2) The US economy continues to be resilient, with reasonably strong spending and big companies
continuing to operate without having to lay off personnel (yet)
3) Economic news has been reflective of a strong economy, however as we know, that can change
As of now the top tier banks are forecasting only "measured effects" from possible tariffs
Our charts confirm (so far) that the markets are forward looking and positive and they do this
by staying above certain "Key References", one of which is the 5DMA (I show my students how
to display this on any time frame). As they see the market test this reference point, they have only
to watch and see what the response is, then they look for a place to get long. I am tempted to say
that it is "simple", but of course it takes more than that to trade it. As mentioned previously, we
look for this scenario to take shape prior to the open of each session. We show traders how to frame
this activity and (finally) we show them the importance of "timing". Automated buys and sells enter
the market as the institutions signal each other by activating buying or selling "spikes". Its not how much
they buy or sell but how quickly the orders are entered, that triggers continuation (trend). If a human
trader is watching their screen and they see this, it is relatively easy to recognize and jump on board.

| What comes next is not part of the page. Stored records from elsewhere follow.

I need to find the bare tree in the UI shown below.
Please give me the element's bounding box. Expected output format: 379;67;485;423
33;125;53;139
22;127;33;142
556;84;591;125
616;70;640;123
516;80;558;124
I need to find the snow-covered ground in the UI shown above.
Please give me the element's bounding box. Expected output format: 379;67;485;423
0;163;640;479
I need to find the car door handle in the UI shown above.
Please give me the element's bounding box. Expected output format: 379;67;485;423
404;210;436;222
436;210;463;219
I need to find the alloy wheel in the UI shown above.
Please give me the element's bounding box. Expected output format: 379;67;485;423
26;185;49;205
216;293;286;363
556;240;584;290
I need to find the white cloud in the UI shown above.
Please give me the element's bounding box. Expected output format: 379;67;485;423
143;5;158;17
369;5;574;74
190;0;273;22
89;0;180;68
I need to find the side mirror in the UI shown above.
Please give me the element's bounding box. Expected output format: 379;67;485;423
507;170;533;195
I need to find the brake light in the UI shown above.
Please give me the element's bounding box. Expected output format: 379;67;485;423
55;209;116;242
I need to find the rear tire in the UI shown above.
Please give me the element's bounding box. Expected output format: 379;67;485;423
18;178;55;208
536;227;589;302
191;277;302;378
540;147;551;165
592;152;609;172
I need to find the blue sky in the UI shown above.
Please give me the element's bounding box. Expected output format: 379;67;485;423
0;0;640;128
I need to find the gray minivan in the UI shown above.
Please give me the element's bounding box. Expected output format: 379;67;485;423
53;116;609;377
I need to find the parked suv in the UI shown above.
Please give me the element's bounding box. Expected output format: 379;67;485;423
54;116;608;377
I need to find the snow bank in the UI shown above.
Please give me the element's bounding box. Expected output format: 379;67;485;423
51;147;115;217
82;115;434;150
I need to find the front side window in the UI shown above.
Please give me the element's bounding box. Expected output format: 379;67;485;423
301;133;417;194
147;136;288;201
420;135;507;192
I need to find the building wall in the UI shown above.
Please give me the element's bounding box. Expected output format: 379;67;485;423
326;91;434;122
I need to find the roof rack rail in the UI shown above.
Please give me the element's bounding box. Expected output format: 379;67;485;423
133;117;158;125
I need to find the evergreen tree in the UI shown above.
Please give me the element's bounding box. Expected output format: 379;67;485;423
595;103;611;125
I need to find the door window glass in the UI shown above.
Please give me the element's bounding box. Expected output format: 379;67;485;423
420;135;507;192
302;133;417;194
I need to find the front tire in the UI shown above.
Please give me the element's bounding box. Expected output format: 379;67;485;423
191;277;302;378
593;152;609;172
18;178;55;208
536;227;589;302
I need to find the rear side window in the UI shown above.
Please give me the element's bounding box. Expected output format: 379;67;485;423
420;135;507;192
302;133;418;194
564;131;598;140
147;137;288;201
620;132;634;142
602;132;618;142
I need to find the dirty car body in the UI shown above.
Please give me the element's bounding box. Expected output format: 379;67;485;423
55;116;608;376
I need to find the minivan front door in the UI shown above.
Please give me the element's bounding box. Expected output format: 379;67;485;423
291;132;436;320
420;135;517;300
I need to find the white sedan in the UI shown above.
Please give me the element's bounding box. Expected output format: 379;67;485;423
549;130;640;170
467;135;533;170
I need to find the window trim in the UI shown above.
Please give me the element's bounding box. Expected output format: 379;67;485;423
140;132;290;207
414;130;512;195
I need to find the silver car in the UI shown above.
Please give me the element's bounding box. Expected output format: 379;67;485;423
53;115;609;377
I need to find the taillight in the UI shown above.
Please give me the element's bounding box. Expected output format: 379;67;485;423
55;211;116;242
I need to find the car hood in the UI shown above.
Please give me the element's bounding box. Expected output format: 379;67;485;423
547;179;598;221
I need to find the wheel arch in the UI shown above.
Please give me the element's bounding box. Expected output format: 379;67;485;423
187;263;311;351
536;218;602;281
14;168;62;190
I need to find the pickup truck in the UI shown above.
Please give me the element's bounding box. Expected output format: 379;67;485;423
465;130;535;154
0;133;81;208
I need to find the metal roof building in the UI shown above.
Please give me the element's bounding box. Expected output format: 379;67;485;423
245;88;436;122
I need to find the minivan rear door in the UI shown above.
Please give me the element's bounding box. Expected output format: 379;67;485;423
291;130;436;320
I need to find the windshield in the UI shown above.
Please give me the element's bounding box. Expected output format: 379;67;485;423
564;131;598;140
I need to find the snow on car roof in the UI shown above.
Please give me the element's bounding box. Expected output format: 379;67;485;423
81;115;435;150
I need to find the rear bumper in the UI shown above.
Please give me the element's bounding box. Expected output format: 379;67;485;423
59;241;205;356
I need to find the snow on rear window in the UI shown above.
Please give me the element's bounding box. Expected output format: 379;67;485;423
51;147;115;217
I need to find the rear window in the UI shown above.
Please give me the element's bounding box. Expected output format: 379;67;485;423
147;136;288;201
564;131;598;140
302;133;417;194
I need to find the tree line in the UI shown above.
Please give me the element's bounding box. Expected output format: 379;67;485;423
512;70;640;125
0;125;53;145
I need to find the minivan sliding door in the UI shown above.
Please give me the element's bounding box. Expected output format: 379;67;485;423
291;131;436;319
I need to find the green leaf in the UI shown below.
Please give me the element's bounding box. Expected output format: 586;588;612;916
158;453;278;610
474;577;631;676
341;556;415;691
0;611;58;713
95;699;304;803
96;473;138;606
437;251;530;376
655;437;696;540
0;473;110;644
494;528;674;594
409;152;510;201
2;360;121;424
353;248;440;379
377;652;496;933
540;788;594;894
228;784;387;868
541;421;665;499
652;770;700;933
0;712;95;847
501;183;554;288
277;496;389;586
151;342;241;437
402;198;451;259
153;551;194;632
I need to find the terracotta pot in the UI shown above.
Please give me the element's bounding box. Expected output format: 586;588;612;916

Finally and perhaps most importantly, once you see how this works, not only do you know when
to enter, but you also know that you should HOLD your position, because it is likely to trend for at least +10
Why? because institutions need to get at least +10 pts to make it "worth the risk". If you look back at my
posts, you will note that I am almost always holding for at least +10
I understand that scalping is easier psychologically, but the bottom line is that for retail traders, you simply
will not be able to create a sustainable business that way. The important take away is to trade less frequently
to hold trades longer, to be willing to close out trades at breakeven or at a small loss until you hit a +10 winner.